Now the show itself this year was very good – they were celebrating their 10th Anniversary, just like our site this year – and the theme ‘Urban Mosaic’ celebrated the differences in our cities and towns. Toronto, Ottawa and Brampton each had big display gardens with Ottawa and Brampton being the most colourful with thousands of tulips in the Ottawa garden and the most beautiful baby grand piano of red and white flowers in the Brampton garden.

The floral competition this year, presented by the Garden Club of Toronto, was quite exciting with many gorgeous floral designs. From the very tall and theatrical to the tiny shadow box – they were all here to enjoy, and all done by very talented amateur designers. If you had picked up a copy of the show guide you would have read a wonderful article on miniature floral designs, done by my friend Wendy Downing, who is one of the floral judges at the show each year.

The speakers and demonstrations each day are reason enough to attend the show – there were enough to take you through the entire Wednesday through Sunday at every hour from 11 a.m. on to days end. Plan your time to make sure you listen and watch as many as possible while still having the time to really visit the gardens – sometimes we miss a lot of the little things by being in a hurry. Mix and match your seating and walking and don’t forget you will need a bit of time to go through the Market Place.

As always, when I am in Toronto, I stay at the Fairmont Royal York.
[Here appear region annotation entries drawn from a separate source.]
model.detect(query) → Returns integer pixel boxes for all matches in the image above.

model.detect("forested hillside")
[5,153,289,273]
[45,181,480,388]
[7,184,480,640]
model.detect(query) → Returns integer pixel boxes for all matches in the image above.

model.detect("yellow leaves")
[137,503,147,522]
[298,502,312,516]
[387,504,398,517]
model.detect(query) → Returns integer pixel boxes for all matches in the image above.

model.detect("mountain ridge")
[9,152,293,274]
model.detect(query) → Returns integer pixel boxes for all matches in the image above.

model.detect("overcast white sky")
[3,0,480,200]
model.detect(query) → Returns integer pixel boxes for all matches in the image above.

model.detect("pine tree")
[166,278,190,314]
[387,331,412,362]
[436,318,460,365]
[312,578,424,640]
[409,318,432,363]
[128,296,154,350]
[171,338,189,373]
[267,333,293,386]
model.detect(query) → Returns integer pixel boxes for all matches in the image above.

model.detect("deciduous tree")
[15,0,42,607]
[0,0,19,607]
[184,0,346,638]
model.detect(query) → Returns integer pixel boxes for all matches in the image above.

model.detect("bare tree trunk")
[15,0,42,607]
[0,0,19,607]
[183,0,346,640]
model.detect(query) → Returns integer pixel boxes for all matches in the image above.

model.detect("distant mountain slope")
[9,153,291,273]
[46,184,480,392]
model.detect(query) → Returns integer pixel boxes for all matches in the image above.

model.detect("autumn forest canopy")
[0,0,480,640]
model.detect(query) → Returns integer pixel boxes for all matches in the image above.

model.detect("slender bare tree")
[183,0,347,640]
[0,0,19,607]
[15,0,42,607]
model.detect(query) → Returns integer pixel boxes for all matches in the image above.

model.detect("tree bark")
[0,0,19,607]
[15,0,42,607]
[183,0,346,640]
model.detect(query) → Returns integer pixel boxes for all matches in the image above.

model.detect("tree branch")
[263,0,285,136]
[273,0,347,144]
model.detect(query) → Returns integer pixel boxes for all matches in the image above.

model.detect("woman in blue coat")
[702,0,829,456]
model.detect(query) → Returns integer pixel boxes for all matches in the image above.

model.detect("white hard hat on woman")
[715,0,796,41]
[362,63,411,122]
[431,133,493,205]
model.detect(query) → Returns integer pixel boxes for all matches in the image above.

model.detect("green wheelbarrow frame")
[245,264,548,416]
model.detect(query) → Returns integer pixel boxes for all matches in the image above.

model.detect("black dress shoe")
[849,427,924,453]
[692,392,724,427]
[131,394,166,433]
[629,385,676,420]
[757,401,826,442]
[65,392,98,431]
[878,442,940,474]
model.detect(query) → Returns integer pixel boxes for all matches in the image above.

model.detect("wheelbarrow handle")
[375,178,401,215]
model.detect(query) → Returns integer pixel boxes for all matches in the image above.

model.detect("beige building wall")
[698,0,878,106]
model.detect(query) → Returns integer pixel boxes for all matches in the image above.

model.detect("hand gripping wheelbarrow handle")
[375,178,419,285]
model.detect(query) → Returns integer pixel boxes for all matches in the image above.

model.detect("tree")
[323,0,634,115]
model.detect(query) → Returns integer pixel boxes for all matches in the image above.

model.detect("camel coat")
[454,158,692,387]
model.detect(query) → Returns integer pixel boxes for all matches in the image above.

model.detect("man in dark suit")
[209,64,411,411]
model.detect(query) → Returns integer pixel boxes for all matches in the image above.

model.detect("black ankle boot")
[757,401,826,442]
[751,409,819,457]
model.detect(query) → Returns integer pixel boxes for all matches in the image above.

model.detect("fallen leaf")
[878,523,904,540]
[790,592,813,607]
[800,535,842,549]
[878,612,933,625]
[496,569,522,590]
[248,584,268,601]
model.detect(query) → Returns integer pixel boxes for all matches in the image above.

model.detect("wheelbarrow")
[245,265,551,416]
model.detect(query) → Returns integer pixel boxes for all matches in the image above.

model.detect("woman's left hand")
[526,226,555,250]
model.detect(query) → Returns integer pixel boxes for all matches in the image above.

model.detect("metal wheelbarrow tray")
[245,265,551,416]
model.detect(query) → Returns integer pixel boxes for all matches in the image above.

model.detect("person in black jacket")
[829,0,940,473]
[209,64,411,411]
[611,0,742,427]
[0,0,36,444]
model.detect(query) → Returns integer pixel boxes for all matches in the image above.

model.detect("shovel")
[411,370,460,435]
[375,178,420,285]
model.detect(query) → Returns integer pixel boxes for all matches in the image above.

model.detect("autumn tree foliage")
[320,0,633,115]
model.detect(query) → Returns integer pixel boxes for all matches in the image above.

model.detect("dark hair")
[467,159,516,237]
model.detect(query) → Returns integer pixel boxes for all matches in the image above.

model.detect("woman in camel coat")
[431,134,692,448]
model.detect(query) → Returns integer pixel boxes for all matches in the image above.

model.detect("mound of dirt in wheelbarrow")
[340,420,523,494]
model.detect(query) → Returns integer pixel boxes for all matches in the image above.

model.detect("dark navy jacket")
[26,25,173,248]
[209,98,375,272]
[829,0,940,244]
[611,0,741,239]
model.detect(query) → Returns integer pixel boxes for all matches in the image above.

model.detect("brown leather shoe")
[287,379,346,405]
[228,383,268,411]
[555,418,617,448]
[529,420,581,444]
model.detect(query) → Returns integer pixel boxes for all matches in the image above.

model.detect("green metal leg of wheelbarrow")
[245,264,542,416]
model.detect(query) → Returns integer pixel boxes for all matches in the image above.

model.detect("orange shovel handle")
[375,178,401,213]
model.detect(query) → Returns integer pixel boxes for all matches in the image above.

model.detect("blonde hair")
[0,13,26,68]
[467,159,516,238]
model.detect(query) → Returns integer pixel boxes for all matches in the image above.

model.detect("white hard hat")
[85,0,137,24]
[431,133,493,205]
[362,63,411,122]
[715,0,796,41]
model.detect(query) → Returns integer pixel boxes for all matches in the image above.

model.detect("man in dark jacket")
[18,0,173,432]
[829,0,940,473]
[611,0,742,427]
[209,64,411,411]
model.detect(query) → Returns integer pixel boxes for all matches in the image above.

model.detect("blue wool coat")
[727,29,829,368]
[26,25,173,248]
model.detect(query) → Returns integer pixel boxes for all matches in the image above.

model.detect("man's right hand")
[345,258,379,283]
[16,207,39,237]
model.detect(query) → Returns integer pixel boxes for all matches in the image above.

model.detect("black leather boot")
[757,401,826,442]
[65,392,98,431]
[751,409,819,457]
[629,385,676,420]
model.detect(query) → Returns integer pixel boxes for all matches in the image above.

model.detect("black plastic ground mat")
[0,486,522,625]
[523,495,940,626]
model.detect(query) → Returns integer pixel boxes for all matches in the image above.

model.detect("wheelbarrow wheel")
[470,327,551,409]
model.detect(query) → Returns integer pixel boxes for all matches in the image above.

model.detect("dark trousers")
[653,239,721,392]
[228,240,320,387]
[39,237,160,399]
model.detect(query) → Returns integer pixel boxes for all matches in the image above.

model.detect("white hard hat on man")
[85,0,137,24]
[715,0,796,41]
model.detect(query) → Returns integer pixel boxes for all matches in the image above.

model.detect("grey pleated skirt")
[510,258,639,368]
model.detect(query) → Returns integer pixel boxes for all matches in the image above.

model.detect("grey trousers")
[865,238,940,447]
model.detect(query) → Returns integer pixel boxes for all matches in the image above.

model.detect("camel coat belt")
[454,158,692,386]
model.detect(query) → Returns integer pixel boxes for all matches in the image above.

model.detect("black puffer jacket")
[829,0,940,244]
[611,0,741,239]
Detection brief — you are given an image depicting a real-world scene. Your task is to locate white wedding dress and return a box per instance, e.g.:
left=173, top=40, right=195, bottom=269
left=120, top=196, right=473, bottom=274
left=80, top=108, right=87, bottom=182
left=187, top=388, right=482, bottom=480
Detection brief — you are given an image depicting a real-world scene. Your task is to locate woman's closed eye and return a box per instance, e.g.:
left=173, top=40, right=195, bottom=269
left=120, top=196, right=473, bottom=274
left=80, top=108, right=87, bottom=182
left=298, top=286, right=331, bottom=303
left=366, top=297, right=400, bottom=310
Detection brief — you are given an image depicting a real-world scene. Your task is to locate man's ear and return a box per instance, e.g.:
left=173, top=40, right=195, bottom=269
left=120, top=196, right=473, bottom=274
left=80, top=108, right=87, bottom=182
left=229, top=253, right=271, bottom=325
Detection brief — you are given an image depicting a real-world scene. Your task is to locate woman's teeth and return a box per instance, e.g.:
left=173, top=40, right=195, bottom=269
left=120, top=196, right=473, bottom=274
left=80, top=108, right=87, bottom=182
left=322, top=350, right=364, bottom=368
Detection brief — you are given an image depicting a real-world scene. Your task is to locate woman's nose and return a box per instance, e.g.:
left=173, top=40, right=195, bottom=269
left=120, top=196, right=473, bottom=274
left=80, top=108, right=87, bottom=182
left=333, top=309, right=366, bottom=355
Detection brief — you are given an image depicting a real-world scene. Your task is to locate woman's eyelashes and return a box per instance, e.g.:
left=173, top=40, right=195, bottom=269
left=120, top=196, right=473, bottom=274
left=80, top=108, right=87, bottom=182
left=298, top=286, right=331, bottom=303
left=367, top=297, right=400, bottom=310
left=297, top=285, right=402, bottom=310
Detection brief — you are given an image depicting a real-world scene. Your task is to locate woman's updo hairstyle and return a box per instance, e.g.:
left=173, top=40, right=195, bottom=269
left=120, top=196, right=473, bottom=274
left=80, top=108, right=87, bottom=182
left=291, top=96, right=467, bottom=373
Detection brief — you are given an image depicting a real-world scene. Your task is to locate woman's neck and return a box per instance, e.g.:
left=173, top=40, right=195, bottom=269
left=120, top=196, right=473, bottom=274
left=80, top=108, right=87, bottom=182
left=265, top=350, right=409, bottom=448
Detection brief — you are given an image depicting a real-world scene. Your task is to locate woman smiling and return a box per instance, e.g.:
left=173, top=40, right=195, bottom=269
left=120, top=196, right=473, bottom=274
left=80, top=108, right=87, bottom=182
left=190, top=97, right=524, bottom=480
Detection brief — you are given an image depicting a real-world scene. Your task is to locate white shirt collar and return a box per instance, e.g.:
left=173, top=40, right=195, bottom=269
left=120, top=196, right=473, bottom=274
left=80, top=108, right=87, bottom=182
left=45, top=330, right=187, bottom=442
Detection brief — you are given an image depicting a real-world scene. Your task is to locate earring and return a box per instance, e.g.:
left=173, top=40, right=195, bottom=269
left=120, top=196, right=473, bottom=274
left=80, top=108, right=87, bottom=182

Alka and Jamie have always treated me so well that I cannot possibly think of another hotel. It is so close to the convention center – in fact you can walk from the hotel right to the show and not even go outside - this is very important to me because I happen to know what March is like in Toronto. This is what makes Canada Blooms so special, a chance to forget the weather and think spring!

Hope you enjoy the pictures and see you next year! Happy 10th Anniversary!